No, seriously. Say Hello to one of the winners of the Fort Collins Urban Design Award. We were chosen in the category of Architecture (duh). Oh, no really, no need for roses…..
We TOLD you that we are serious about changing the World. We’re sometimes lucky enough to work with clients who share the same vision. Enter Fort Collins beloved Beau Jo’s Pizza. While they loved their former home, the cozy bank building that was housed on the corner at one of Fort Collins busiest intersections, they simply outgrew the place. Being the Old Town Lovers that they are, they decided to move just a block north after a TWO YEAR SEARCH people…. Enter ……US, along with the awesome Kevin Murray of Empire Carpentry. He was the contractor extraordinaire who made our plans a reality and shares this award.
As much as we enjoy telling you all about this building, we thought that it might work better to link you to the form itself for an in-depth look and bullet point some of the juiciest facts. Also, we’d prefer that you stay awake:
*Cool Old Building. It was a wreck ….go see how we used existing brick and numerous skillful moves to turn the place into the gorgeous space that you see today.

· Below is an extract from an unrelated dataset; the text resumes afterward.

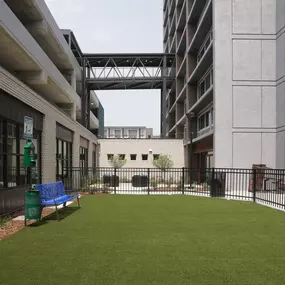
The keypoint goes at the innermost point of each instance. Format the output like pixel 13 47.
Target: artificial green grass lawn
pixel 150 240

We bent over backwards to maintain the integrity of the original, historical structure. Understatement of the Century.
*You’ll notice that the interior is flooded with beautiful Colorado light and gorgeous photographs of our state taken by the owner, Chip Bair – who also deserves credit for the completed Beau Jo’s images on this website. The wood snaking its way around the interior is reclaimed beetle kill pine milled by our own Forks Lumber Company of Livermore. The wood was salvaged from the 2012 Rist Canyon High Park Fire area in the Arapahoe-Roosevelt National Forest. It lives again, beautifully.
*Beau Jo’s is designed to comply with the American Disabilities Act (ADA) which was no small feat given the 2 different levels.
*If you happen to notice a big old platform elevator while you’re power-munching the best pizza in town, know that in it’s prime, the elevator was used to bring up auto parts from the storage below. It was a part of the Ford dealership since it’s opening in 1908. Cool, right?
Okay, that’s enough horn-tooting for the moment. We’re deeply appreciative of this award. It’s serious business and as harbingers of sustainable urban design, we’ll display it proudly.